E non da ultimo, la ricerca sperimentale ha dimostrato che la storia dell’Homo sapiens è una storia di migrazioni e contaminazioni genetiche. E conseguentemente, l’idea della purezza della razza, fonte di non poca brutalità, è stata anch’essa falsificata.
Lewontin e la variabilità genetica
Un secondo importante passo è stato compiuto nel 1972 da Richard Charles Lewontin, biologo e genetista statunitense. Egli ha infatti osservato che la variabilità genetica differenzia per il 90% circa gli individui della stessa popolazione. Perciò solo il restante 10% rende le popolazioni diverse le une dalle altre.
Questo significa che due persone di due popoli differiscono per il solo 10% in più di altre due dello stesso popolo. E quindi la frazione di variabilità genetica distribuita tra i gruppi (detta variabilità interpopolazione) è troppo esigue rispetto a quella presente all’interno di ciascuno di essi (o variabilità intrapopolazione) per consentirci di individuare quelle separazioni nette che la Razziologia aveva preteso di descrivere e secondo le quali presentare la nostra specie come un insieme di razze.
Tutti gli studi genetici successivi hanno validato quello fatto da Lewontin.
Definire confini genetici netti tra le popolazioni è impossibile. Perché questi o non esistono o sono talmente ridotti da non permettere di tracciare limiti di natura razziale, ma solo, al massimo, culturale o geografica.
L’Italia: il fascismo e la questione del meticciato
In passato le teorie della Razziologia non sono state semplicemente un modo scientificamente errato di ordinare la variabilità osservabile negli esseri umani. La razza si è trasformata in un alibi per definire gerarchicamente i popoli da un punto di vista intellettivo e morale. Durante il periodo coloniale, il regime fascista ha usato le teorie pseudoscientifiche sulla razza per giustificare l’antisemitismo agli occhi dell’opinione pubblica e per emanare direttive che contrastassero gli accoppiamenti misti durante la guerra di dominio coloniale.
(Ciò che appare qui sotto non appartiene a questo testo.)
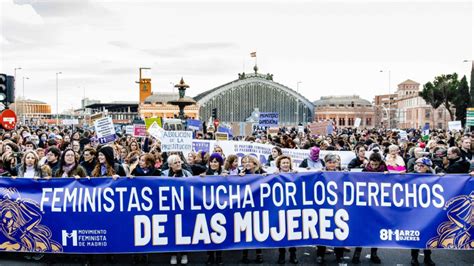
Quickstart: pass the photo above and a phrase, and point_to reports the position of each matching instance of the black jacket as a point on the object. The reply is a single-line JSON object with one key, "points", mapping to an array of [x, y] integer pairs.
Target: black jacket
{"points": [[458, 166], [89, 166], [356, 163], [138, 171]]}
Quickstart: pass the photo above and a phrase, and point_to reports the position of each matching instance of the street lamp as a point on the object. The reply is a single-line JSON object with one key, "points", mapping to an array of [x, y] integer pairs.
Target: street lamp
{"points": [[298, 86], [57, 98], [24, 102], [389, 100], [14, 84]]}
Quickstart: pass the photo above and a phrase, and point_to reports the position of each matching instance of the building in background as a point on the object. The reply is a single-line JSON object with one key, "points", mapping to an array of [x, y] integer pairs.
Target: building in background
{"points": [[156, 105], [121, 112], [31, 110], [414, 112], [236, 100], [385, 107], [344, 110]]}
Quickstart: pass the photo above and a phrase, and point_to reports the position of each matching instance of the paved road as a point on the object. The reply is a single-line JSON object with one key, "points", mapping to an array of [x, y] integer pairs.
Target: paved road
{"points": [[306, 256]]}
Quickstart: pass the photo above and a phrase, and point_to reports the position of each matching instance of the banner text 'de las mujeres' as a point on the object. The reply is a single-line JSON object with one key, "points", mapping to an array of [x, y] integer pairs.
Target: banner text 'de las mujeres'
{"points": [[161, 214]]}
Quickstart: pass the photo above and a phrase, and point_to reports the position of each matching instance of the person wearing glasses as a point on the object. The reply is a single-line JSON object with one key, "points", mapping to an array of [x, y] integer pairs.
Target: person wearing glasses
{"points": [[176, 170], [423, 165], [90, 160]]}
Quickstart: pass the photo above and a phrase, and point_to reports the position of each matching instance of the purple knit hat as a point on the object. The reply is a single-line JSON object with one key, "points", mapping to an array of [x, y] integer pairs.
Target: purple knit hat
{"points": [[314, 153], [218, 157]]}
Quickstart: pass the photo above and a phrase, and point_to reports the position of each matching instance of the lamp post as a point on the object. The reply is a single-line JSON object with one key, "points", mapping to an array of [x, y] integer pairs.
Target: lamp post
{"points": [[472, 78], [57, 98], [297, 103], [14, 84], [24, 102], [389, 100]]}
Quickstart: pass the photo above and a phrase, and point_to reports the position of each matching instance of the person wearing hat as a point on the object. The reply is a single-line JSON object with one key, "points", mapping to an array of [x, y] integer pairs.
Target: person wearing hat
{"points": [[440, 161], [52, 159], [106, 165], [332, 165], [313, 161], [423, 165], [457, 163], [215, 168], [284, 165]]}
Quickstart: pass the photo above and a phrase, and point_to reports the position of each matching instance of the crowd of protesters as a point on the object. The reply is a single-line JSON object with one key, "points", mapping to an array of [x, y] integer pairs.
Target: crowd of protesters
{"points": [[52, 152]]}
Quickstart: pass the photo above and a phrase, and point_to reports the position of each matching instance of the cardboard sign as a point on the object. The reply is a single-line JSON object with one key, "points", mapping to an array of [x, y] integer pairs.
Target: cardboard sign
{"points": [[129, 130], [320, 128], [150, 121], [70, 121], [139, 130], [222, 136], [156, 131], [357, 122], [454, 125], [177, 141], [105, 130], [268, 119]]}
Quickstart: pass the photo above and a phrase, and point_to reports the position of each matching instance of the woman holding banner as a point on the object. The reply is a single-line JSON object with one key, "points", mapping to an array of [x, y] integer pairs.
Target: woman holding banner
{"points": [[276, 151], [394, 161], [106, 165], [29, 168], [313, 161], [231, 164], [332, 164], [146, 166], [69, 166], [285, 165], [375, 165], [422, 166], [176, 170], [214, 168], [251, 167]]}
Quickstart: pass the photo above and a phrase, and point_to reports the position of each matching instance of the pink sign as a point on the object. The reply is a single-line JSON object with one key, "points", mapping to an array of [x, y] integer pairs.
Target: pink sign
{"points": [[139, 130]]}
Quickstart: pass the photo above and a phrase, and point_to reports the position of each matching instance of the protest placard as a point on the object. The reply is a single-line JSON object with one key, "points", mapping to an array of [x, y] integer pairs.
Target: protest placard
{"points": [[139, 130], [268, 119], [177, 141], [105, 130]]}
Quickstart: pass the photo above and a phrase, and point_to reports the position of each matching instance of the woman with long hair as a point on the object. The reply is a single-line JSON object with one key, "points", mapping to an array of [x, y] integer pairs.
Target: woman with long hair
{"points": [[176, 170], [146, 166], [215, 167], [106, 166], [276, 151], [332, 164], [231, 164], [29, 167], [284, 165], [251, 166], [69, 165]]}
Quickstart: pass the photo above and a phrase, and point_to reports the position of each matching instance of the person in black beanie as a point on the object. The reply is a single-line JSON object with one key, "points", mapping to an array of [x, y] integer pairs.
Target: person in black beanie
{"points": [[106, 165]]}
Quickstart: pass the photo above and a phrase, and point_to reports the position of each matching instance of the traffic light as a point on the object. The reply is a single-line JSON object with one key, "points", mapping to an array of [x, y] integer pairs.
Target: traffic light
{"points": [[7, 89], [10, 89], [214, 113], [3, 88]]}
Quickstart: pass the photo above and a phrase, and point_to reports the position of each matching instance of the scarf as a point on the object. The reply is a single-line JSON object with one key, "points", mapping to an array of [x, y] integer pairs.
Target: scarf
{"points": [[103, 169], [67, 168], [314, 154], [142, 171]]}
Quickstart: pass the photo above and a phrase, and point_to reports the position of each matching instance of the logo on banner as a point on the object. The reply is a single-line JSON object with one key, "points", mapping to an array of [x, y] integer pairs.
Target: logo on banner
{"points": [[72, 235], [457, 232], [24, 235]]}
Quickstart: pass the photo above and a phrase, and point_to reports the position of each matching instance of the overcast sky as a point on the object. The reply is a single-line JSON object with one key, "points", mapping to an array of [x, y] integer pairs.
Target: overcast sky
{"points": [[332, 47]]}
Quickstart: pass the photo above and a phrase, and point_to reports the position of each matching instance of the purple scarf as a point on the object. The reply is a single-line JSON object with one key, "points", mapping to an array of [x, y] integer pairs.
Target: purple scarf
{"points": [[314, 154]]}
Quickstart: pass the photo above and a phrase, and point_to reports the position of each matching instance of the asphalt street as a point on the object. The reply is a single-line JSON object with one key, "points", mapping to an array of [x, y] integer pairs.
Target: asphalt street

Il tema del meticciato era così affrontato: le coppie miste sarebbero state sterili o avrebbero generato figli pervertiti psicologicamente e moralmente, danneggiando la purezza della razza italiana e favorendo gli africani, considerati inferiori per definizione.
Ogni scienziato non corrotto sapeva che gli accoppiamenti misti danno progenie vitale e feconda e che l’intera storia dell’umanità può essere sintetizzata nel susseguirsi di fusioni e separazioni di popoli.
L’uomo non può essere suddiviso in categorie discrete perché non esistono e non sono esistite popolazioni geneticamente omogenee o pure.
La nozione di razza, in conclusione, deve essere rifiutata.
Non solo perché è stata la causa dei gravi e infondati preconcetti razzisti che hanno portato alla scrittura di alcune delle pagine peggiori della storia dell’umanità; ma anche perché è un concetto che non possiede alcun valore scientifico utile ad analizzare la variabilità biologica della nostra specie.
G. Biondi, O. Rickards, “Un errore scientifico e un abominio sociale”, in Scienza & Società, 27/28, 2016, pp. 1-20.